His words sink in. He isn’t saying that I haven’t had to make sacrifices, but for centuries Llacsans suffered while Illustrians flourished. The revolt begins to make sense to me. Which only sends more questions whirring inside my head that I don’t want to answer. The biggest being: What does this mean for Catalina, who does want to revert Inkasisa to the way things were?
What does it mean for me?
“Is that what you want, Condesa? To rule like your aunt?”
The truth nearly bursts from my lips. I’m not the condesa. I don’t want to speak for her. I want to have this discussion as Ximena. But that’s impossible. I need to turn the conversation away from me before I say something truly idiotic.
“Do you think that’s what El Lobo wants?”
Rumi shrugs. “I think one thing is very c
lear: He’s at odds with my king. That makes him an enemy to the throne.”
Yes, that much is clear. But El Lobo has also gifted what he’s stolen to the Llacsans. He definitely stands for something. Like the Llacsan journalists.
Rumi gets to his feet. “I have to tend to the guards who survived El Lobo’s attack. The capitán wants them lucid for questioning.”
“Have you learned anything?”
He glances down at me, looking faintly amused. “If I have, why would I share it with you?”
I keep my face neutral. I’d give anything to listen in on that conversation. I want some hint, some warning as to what will come next. Any one of those guards could have seen something.
“Let me take you back.”
“No need.” I gesture to the approaching Juan Carlos. “The infantry is here.”
I throw Rumi a wry smile as I stand. The whole way to my room, our conversation sits heavily in my heart. This isn’t an act of my imagination—Rumi has been different. Less hostile. Now when he disagrees with me, his tone remains even. Aside from his unapologetic loyalty to his cousin, our exchange was almost pleasant. Enlightening, even.

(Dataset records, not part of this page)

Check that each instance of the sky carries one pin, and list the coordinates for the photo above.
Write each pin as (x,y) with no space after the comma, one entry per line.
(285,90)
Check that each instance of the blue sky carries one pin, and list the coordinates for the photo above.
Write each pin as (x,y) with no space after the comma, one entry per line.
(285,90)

He isn’t so bad when it’s just the two of us talking. Atoc brings out the worst in him. Bumbling, idiotic, and embarrassingly effusive in his praise for the usurper. He tries too hard to win Atoc’s approval. Everyone knows it and his king takes advantage of it.
It’s hard to watch. I like the person Rumi is without an audience.

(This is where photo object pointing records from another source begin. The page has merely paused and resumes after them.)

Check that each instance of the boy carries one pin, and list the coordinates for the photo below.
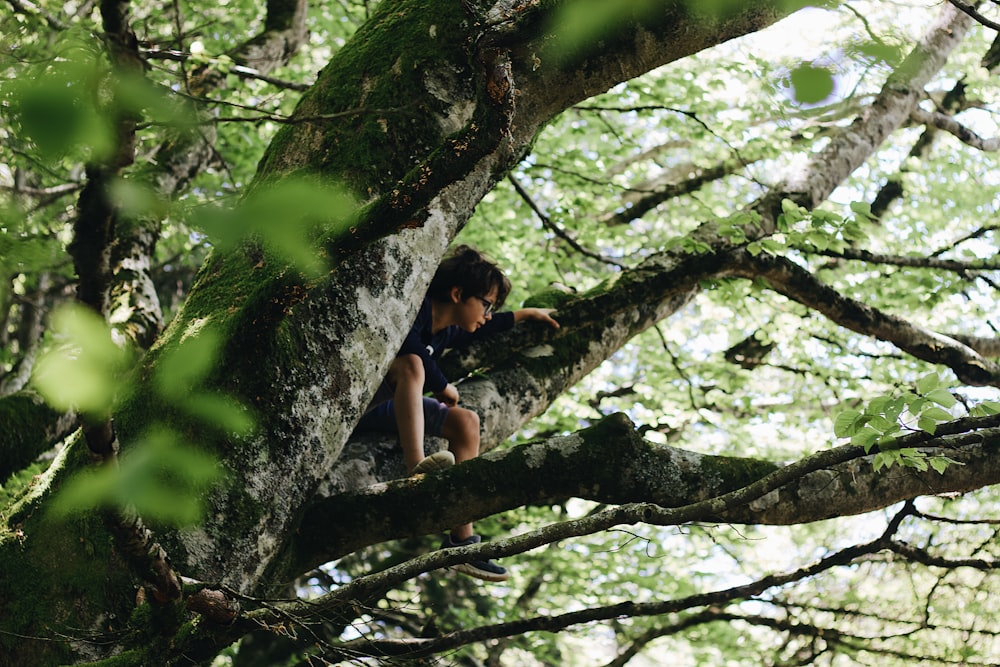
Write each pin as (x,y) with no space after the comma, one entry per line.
(459,308)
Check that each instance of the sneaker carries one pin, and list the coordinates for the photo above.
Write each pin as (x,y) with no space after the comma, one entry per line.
(486,570)
(436,461)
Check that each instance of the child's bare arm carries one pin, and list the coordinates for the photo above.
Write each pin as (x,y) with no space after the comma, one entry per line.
(537,315)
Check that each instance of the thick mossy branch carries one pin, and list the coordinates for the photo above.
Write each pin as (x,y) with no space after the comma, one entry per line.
(610,463)
(31,428)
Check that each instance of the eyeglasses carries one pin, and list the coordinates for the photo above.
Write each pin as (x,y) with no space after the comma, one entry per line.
(487,306)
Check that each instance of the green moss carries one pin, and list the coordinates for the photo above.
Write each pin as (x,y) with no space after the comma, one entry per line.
(735,471)
(26,422)
(374,86)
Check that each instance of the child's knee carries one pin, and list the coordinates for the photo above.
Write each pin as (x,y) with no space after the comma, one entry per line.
(464,424)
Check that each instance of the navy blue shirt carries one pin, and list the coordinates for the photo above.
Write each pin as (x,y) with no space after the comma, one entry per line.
(429,346)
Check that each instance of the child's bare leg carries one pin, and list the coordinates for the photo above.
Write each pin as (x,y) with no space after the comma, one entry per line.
(407,374)
(461,429)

Juan Carlos opens my bedroom door and waits for me to walk inside. But I stand transfixed, my attention on the lone figure standing at the end of the hallway. One of Sajra’s attendants. The eggplant-colored robe covers every inch of his body, and a hood obscures the upper half of his face.
When he’s sure I’ve spotted him, the man moves out of my line of sight.
“Condesa?” Juan Carlos asks. He jerks his chin toward the open door. “Your dinner will be up soon. It’s your favorite.”